In the remaining time available, I want to cover the Government's response. First, I shall address the subject of the VAT cut, which was raised by a number of hon. Members. There is clear evidence that that cut has been passed on through reductions in prices, and it is transparently the case that it is a £12.4 billion boost to the economy. Opposition Members say that they would not have introduced the VAT cut, they would have done something else. They need to think about whether they are prepared to support a fiscal stimulus to the UK economy. They have opposed us on that all along the road, but they cannot spend money if they are not prepared to commit the resources.
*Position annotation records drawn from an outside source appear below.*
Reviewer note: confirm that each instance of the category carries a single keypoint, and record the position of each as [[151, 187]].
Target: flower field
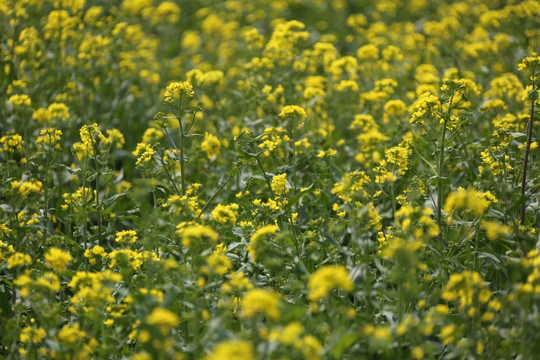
[[269, 179]]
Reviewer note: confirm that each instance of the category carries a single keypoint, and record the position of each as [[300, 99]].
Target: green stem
[[526, 160], [440, 167]]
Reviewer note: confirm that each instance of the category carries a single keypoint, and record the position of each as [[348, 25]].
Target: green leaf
[[343, 344], [294, 199]]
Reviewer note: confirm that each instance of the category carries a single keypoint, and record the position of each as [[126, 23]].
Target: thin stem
[[526, 160], [440, 166], [182, 167], [213, 196], [164, 164]]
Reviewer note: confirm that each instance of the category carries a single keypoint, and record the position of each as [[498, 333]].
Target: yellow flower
[[126, 236], [233, 350], [292, 111], [176, 89], [224, 214], [195, 232], [529, 62], [260, 301], [49, 136], [18, 259], [165, 319], [10, 143], [58, 259], [211, 145], [19, 100], [279, 182], [327, 278]]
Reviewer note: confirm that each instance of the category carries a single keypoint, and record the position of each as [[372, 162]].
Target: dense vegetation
[[269, 179]]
That is exactly the case with the Conservative proposals in relation to the loan guarantee scheme, which was raised by Peter Luff. The Conservative party is split on that. The shadow Chancellor says that he wants a loan guarantee scheme and pretends that it will not cost any money. The shadow Business Secretary says clearly that the taxpayer will take some of the hit. Whether on the loan guarantee scheme or on inheritance tax, there is clearly a difference of opinion at the heart of the Conservative party.
Let me move on and explain the Government's enterprise finance guarantee. Hon. Members should be realistic about Government programmes. The enterprise finance guarantee is up and running and is providing support to businesses. The actions that the Government have taken to stimulate extra lending into the economy have, through the asset protection scheme commitments made by Lloyds Banking Group and by RBS, led to an additional £27 billion being introduced into the economy and made available for loans over the next 12 months.
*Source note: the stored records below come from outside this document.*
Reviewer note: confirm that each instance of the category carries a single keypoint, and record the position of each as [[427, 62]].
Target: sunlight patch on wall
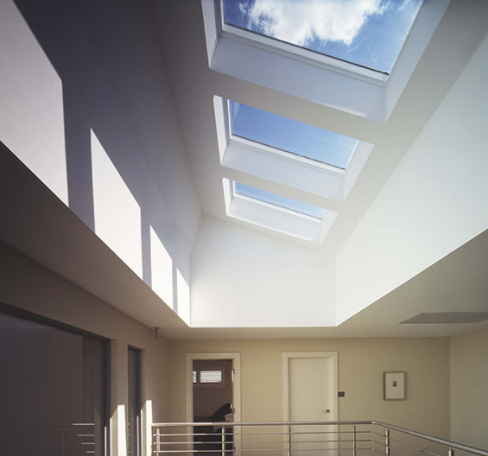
[[31, 96], [118, 431], [161, 270], [183, 293], [117, 214]]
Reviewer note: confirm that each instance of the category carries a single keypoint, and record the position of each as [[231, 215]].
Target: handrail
[[452, 445], [458, 446]]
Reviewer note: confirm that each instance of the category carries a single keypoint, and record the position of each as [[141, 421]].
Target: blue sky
[[366, 32], [290, 135]]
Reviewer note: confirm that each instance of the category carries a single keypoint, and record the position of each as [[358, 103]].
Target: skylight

Under the enterprise finance guarantee scheme, about £30 million was offered to business last week. That is real progress. On the working capital scheme, a Government guarantee that supports £500 million more lending cannot be rustled up overnight. It requires extensive negotiations with the banks because it involves, potentially, taxpayers' guarantees that may be called. If the Opposition are serious, they should consider where the money will come from. They should recognise that such schemes take time and need to be negotiated. They must be right if the taxpayer is not to be exposed to completely unfair liabilities—
claimed to move the closure (
Question put forthwith, That the Question be now put.
Question agreed to.
Question accordingly negatived.
Question put forthwith (
Question agreed to.
The Speaker declared the main Question, as amended, to be agreed to (
Resolved,
That this House notes that the Government has recognised the problems that many businesses face and is committed to do all it can to help them through these testing times; recognises the action the Government has taken to give targeted support to businesses including a £20 billion working capital scheme, an aim to pay Government suppliers within 10 days, a cut in the main rate of value added tax to 15 per cent., a deferral in the increase in the small companies' rate of corporation tax, free business health checks, more than £100 million towards debt advice, the HM Revenue and Customs Time to Pay scheme benefiting 93,000 firms by deferring £1.6 billion in tax, and extension of Empty Property Relief; believes the Government's commitment to the annual Retail Price Index cap means that there has been no real terms increase in business rates since 1990; welcomes the Small Business Rate Relief scheme benefiting 392,000 businesses by £260 million in 2007-08; recognises that funding of almost £1 billion since 2005-06 has been provided through the Local Authority Business Growth Incentive scheme; further supports fairness in the system that ensures that properties are revalued every five years with transitional relief to phase in significant increases in bills from revaluation; and acknowledges help provided for businesses, including in ports, receiving unexpected and significant backdated rates bills by introducing an unprecedented eight years to pay, as part of a package of measures that ensures through the rates system there is certainly, fairness and appropriate relief for businesses.